J’adhèèèèèèèèère complètement ! Je suis entièrement d’accord !
Et donc, c’est quand les…… Présidentielles anticipées ? Le procès de l’autoroute Est-Ouest a donc repris. Des noms de ministres y sont cités. Mais ils ne sont pas concernés, nous explique-t-on. Juste cités. D’où cette question du débile, du mou du ciboulot qui vous sert de chroniqueur, ici même tous les jours, j’ai nommé moi-même, hachakoum : pourquoi des ministres et de hauts responsables sont cités dans des procès, mais ne se voient jamais concernés judiciairement par cette citation nominative ? Oui, je sais ! J’abuse avec les questions sans queue ni tête. J’exagère au-delà du supportable. Mais en même temps, soyez compréhensifs avec moi, amis lectrices et lecteurs, je suis sincère lorsque je dis que je ne comprends franchement pas comment on peut être cité dans un procès et en même temps pas concerné par ce procès. Alors, je m’interroge légitimement. Mais attention, je ne me contente pas de m’interroger de manière passive, en vous faisant porter à vous seul le fardeau des réponses. Non ! Je fais aussi ma part du boulot avec des propositions, afin d’avancer et d’atténuer mes angoisses. Si des noms de ministres sont cités dans des procès sans que ces ministres ne soient concernés, c’est peut-être, je suppose, je le subodore parce que les noms de ces ministres sonnent bien, phonétiquement. Que le prononcé de leurs noms, l’articulation de leurs patronymes résonne fort et emplit majestueusement les salles d’audience. Ton nom ou le mien seraient claironnés dans un prétoire, que ça n’émouvrait même pas le chat gras qui dort aux pieds du juge. Mais le nom d’un ministre, c’est autre chose ! Ça donne tout de suite du volume à l’affaire. D’ailleurs, savez-vous que les magistrats ont une cote, une sorte de barème tacite entre eux.
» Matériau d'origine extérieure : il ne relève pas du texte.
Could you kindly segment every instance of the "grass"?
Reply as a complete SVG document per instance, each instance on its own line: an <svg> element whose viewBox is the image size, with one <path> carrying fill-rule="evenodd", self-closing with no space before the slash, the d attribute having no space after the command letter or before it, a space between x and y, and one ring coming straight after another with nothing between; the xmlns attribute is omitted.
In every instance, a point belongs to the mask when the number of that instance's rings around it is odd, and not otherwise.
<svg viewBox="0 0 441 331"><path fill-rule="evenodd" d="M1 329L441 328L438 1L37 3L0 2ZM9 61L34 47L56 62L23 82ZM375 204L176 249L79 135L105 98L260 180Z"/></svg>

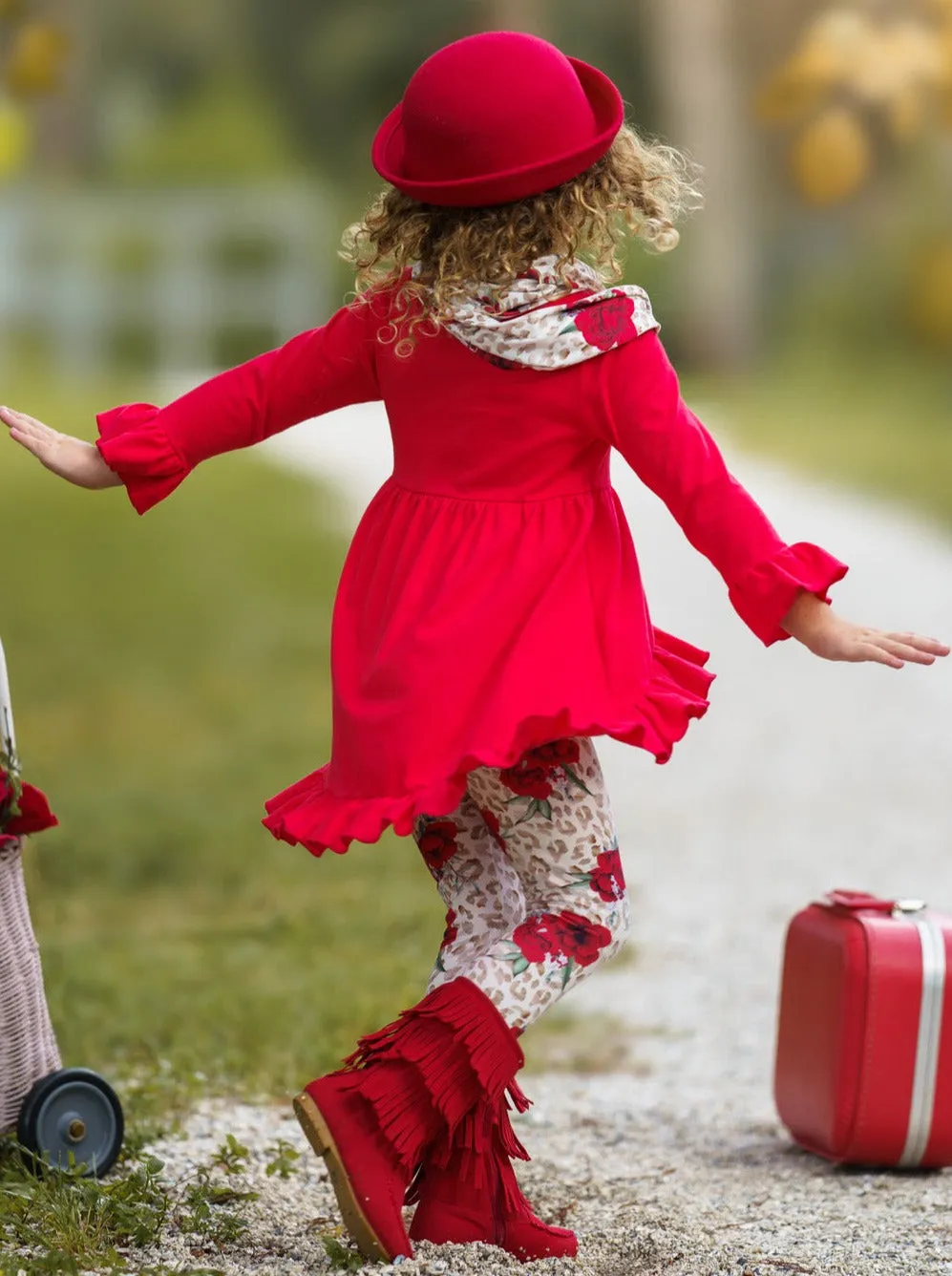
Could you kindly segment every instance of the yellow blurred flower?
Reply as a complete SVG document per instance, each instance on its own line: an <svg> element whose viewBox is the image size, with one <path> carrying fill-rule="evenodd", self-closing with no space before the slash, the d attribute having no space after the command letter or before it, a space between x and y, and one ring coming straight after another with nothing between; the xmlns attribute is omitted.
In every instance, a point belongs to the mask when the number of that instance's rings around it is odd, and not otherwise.
<svg viewBox="0 0 952 1276"><path fill-rule="evenodd" d="M912 272L909 313L916 333L952 351L952 239L933 241Z"/></svg>
<svg viewBox="0 0 952 1276"><path fill-rule="evenodd" d="M819 106L826 92L827 80L803 59L792 57L758 93L757 116L762 124L796 124Z"/></svg>
<svg viewBox="0 0 952 1276"><path fill-rule="evenodd" d="M837 6L815 18L800 43L800 56L827 83L842 83L873 54L877 29L868 14Z"/></svg>
<svg viewBox="0 0 952 1276"><path fill-rule="evenodd" d="M0 98L0 181L13 176L29 154L31 130L26 112Z"/></svg>
<svg viewBox="0 0 952 1276"><path fill-rule="evenodd" d="M65 34L47 22L27 22L13 37L3 68L6 88L18 97L48 93L59 87L66 60Z"/></svg>
<svg viewBox="0 0 952 1276"><path fill-rule="evenodd" d="M933 85L944 71L934 27L897 19L873 32L847 83L864 101L889 103L919 85Z"/></svg>
<svg viewBox="0 0 952 1276"><path fill-rule="evenodd" d="M861 121L845 106L827 107L800 133L790 165L812 204L836 204L855 194L869 175L873 152Z"/></svg>
<svg viewBox="0 0 952 1276"><path fill-rule="evenodd" d="M925 128L926 117L926 98L921 88L906 88L886 106L886 122L896 142L912 142Z"/></svg>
Ils se concurrencent même sur ce chapitre. Amicalement, bien sûr, mais c’est de la concurrence, malgré tout. C’est à qui aura le plus de noms de ministres cités mais pas concernés à son tableau de chasse, dans les procès qu’il dirige ! Pour l’heure, un juge tient la corde. Avec 6 ministres cités et pas inquiétés lors d’une seule audience ! A la réflexion, je regrette l’expression «tenir la corde». Elle est hors de propos ! Dans cette histoire, y a ni corde ni pendu ! Juste de gentilles citations. A blanc. De quoi nous pousser encore plus à fumer du thé pour rester éveillés à ce cauchemar qui continue.